Tumors for the PDX mouse populations have come from a consortium of institutions and represent a wide range of tumor types, including lung cancer, colorectal cancer, breast cancer, and rarer tumor types.
Goodwin said that the lab has received many lung cancer samples from the University of California, Davis. "We've developed many models of UC Davis patients that are EGFR mutants," he said. "These models have been striking. And we're going at a feverish pace to genotype them and characterize their drug response to EGFR-targeted reagents [to try to] overcome drug resistance."
Goodwin said the project has also collected a number of KRAS mutant lung cancer samples, as well as some KRAS-mutant colorectal cancers, for studies of drug response, and many tumors with P53 mutations.

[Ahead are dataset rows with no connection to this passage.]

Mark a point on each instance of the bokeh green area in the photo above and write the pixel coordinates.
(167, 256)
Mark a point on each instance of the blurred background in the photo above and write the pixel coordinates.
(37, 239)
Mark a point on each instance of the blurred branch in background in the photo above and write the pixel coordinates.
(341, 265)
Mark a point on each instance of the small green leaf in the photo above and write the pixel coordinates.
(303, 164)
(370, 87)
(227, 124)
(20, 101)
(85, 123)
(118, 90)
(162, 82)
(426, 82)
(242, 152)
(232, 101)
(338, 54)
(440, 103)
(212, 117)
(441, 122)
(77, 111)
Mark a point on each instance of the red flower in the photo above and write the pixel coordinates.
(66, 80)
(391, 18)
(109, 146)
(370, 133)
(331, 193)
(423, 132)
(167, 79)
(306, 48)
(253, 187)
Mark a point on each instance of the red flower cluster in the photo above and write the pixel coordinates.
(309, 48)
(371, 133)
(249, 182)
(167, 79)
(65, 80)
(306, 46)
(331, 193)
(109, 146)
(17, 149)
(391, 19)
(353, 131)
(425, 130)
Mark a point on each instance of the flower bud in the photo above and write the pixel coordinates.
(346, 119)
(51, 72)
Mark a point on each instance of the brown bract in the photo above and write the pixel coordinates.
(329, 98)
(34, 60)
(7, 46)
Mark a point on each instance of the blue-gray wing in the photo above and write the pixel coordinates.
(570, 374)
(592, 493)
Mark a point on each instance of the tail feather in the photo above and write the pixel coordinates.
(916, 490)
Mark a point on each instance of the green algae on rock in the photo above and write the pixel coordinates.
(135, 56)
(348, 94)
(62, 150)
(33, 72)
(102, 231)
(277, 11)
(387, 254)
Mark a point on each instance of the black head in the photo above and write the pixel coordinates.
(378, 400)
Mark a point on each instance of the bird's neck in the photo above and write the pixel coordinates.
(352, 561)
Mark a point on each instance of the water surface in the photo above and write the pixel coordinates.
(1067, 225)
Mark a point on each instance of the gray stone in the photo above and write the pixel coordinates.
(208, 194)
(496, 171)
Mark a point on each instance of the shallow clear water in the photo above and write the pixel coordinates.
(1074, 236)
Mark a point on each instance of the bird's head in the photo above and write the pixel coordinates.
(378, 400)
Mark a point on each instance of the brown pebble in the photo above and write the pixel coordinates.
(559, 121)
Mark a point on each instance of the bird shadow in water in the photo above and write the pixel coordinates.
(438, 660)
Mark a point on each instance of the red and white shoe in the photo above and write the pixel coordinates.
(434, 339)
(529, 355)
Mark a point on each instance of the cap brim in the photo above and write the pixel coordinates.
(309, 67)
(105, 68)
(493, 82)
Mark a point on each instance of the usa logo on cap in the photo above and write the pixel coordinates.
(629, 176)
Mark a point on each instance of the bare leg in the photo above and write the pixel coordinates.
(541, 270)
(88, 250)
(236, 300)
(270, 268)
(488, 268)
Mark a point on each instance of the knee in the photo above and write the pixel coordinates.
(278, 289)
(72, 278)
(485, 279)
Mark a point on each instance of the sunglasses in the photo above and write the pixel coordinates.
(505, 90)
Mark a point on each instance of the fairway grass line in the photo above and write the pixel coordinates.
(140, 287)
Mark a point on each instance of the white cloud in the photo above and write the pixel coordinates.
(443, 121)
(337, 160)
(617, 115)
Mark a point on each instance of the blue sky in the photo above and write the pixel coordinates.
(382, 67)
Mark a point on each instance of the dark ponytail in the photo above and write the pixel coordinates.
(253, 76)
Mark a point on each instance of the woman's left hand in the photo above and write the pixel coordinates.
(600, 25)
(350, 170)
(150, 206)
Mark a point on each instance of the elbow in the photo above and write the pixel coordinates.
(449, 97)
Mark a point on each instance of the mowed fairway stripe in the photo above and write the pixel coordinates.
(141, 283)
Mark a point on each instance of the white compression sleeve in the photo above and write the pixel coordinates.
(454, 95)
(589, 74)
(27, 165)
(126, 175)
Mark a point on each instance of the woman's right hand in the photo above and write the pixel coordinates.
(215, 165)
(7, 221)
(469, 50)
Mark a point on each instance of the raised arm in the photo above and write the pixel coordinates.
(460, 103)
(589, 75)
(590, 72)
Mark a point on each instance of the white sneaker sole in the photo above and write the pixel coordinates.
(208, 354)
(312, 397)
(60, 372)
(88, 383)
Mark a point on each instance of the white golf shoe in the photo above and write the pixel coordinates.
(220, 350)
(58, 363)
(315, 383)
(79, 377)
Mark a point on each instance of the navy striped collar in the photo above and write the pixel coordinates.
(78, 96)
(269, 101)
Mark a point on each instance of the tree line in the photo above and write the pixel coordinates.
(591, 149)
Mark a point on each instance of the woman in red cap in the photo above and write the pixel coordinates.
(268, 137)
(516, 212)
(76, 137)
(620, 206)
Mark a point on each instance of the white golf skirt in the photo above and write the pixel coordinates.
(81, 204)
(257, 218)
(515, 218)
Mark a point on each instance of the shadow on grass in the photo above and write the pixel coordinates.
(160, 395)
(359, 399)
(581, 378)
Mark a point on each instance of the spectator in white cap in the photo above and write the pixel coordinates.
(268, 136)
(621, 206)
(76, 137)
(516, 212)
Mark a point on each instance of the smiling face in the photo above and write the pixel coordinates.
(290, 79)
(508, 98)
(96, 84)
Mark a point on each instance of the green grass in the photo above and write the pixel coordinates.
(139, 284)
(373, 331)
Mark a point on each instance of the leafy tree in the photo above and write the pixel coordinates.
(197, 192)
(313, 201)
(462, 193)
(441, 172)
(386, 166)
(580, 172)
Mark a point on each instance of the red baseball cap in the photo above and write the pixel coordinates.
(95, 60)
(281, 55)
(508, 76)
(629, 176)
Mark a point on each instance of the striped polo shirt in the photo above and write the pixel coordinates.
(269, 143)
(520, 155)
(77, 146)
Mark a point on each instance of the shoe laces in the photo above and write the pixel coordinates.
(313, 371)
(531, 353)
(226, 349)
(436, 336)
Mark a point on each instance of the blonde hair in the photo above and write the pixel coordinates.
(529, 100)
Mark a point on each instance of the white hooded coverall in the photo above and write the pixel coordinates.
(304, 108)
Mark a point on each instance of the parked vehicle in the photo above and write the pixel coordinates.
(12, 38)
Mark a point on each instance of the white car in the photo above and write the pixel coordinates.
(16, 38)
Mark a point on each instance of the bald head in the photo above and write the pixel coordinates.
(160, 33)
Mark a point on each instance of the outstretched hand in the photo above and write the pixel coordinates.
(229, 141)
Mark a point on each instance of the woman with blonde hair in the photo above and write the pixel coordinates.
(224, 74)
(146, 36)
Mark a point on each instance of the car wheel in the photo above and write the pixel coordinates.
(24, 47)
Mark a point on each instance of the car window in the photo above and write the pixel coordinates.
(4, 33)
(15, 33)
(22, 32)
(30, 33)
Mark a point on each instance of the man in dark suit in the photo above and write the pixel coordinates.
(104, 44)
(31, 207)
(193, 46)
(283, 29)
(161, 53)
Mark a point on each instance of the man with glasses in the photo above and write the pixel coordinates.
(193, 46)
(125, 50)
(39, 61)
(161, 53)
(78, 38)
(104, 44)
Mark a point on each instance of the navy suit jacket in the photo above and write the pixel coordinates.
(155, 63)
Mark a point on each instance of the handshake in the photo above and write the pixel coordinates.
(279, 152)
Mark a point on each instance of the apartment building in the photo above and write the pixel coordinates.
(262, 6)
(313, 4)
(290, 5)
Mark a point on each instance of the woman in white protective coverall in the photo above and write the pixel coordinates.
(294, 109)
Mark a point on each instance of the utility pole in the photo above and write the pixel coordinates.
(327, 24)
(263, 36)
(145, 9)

According to Goodwin, the group has also received more than 40 glioblastoma samples from its consortium partner, Seattle's Swedish Hospital. Of these 40, 25 have made it into PDX models so far. Of those, the team has found three to harbor EGFR v3 deletion mutations, which Goodwin said are important for testing EGFR-targeting molecules being developed as treatments for brain cancer.
The group has also had success building PDX populations harboring ER-positive breast cancer, he said.
According to Hinerfeld, the eventual hope is to gain a more comprehensive genomic picture for the mouse PDX mouse populations. He said that Edison Liu, the director of the Jackson Lab, eventually hopes for the mouse avatars to be able to serve as a testing ground for real-time personalized medicine, as a way of identifying the best therapies for patients currently undergoing cancer treatment.
"People are beginning to live long enough that the PDX models could catch up to the disease – and be used predictively," Goodwin explained.
Researchers from the Mayo Clinic are planning to use a similar approach in a larger study beginning this year called the Breast Cancer Genome Guided Therapy Study, which will attempt to personalize neoadjuvant chemotherapy treatment for high-risk, early-stage breast cancer patients. The group plans to create its own avatar mice to test high-risk treatments without harming patients (PGx Reporter 4/25/2012).